Few people I know (other than my Dad and our own David Charters) wear flat hats, and you’d have to have a very sour tooth not to appreciate an Eccles cake when it’s served to you with a steaming cup of tea so I – along with most people in the North, I would assume – have never related to those stereotypes.

Degree programmes on sections of the world’s population are nothing new – American Studies and Women’s Studies are now regularly found in university prospectuses – but this is believed to be the first time a course has existed that studies “Northernness”.

Interestingly, the University of Exeter has a long-established course in Cornish Studies – including Pasty Baking for Beginners, the Origins of Clotted Cream, and Arthurian Legend for Dummies perhaps? – and Cardiff University recently launched a department for study of Welsh culture and history in the Americas.
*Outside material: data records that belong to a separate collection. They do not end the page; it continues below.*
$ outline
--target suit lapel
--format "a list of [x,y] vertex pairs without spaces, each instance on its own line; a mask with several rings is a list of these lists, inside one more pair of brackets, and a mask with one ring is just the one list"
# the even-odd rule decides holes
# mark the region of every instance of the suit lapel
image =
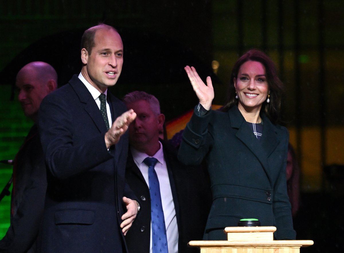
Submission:
[[268,158],[276,148],[278,141],[273,126],[268,119],[263,116],[263,134],[260,141],[252,133],[244,117],[236,106],[228,111],[232,127],[238,129],[236,136],[249,149],[261,164],[270,183],[271,169]]
[[69,83],[79,97],[80,102],[85,104],[85,110],[92,119],[99,131],[106,131],[106,126],[99,108],[86,87],[76,75],[73,76]]

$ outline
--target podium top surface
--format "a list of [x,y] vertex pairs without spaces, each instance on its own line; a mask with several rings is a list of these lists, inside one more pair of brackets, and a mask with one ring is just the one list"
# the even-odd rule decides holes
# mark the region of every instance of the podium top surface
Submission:
[[191,241],[189,245],[193,247],[219,248],[283,248],[308,247],[313,245],[311,240],[282,240],[270,241]]
[[274,232],[276,231],[276,227],[227,227],[224,229],[226,233]]

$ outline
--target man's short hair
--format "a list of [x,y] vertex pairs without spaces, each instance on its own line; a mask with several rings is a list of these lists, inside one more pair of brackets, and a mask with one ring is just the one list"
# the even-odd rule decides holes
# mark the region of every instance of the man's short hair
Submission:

But it’s still strange to imagine lecture theatres filled with students defining what it is to be me or you – actual living people, as if we were the subjects of an anthropological study usually confined to indigenous peoples in far-off places with unpronounceable names, not those living in cities like Leeds or Liverpool, or even in the Cumbrian hills.

And the idea that there is something in our psyches that make us specifically “Northern” – that makes me have more in common with a farmer in Scarborough than my London-born flesh and blood cousins, and makes a Liverpool FC fan and a Manchester United fan part of the same clan – is vaguely uncomfortable.

Then again, in a world where the explosion of the multimedia industry has led to French pop-stars singing with an American accent and Japanese teenagers wearing Westwood, perhaps we have to search a bit harder to find what makes us distinct.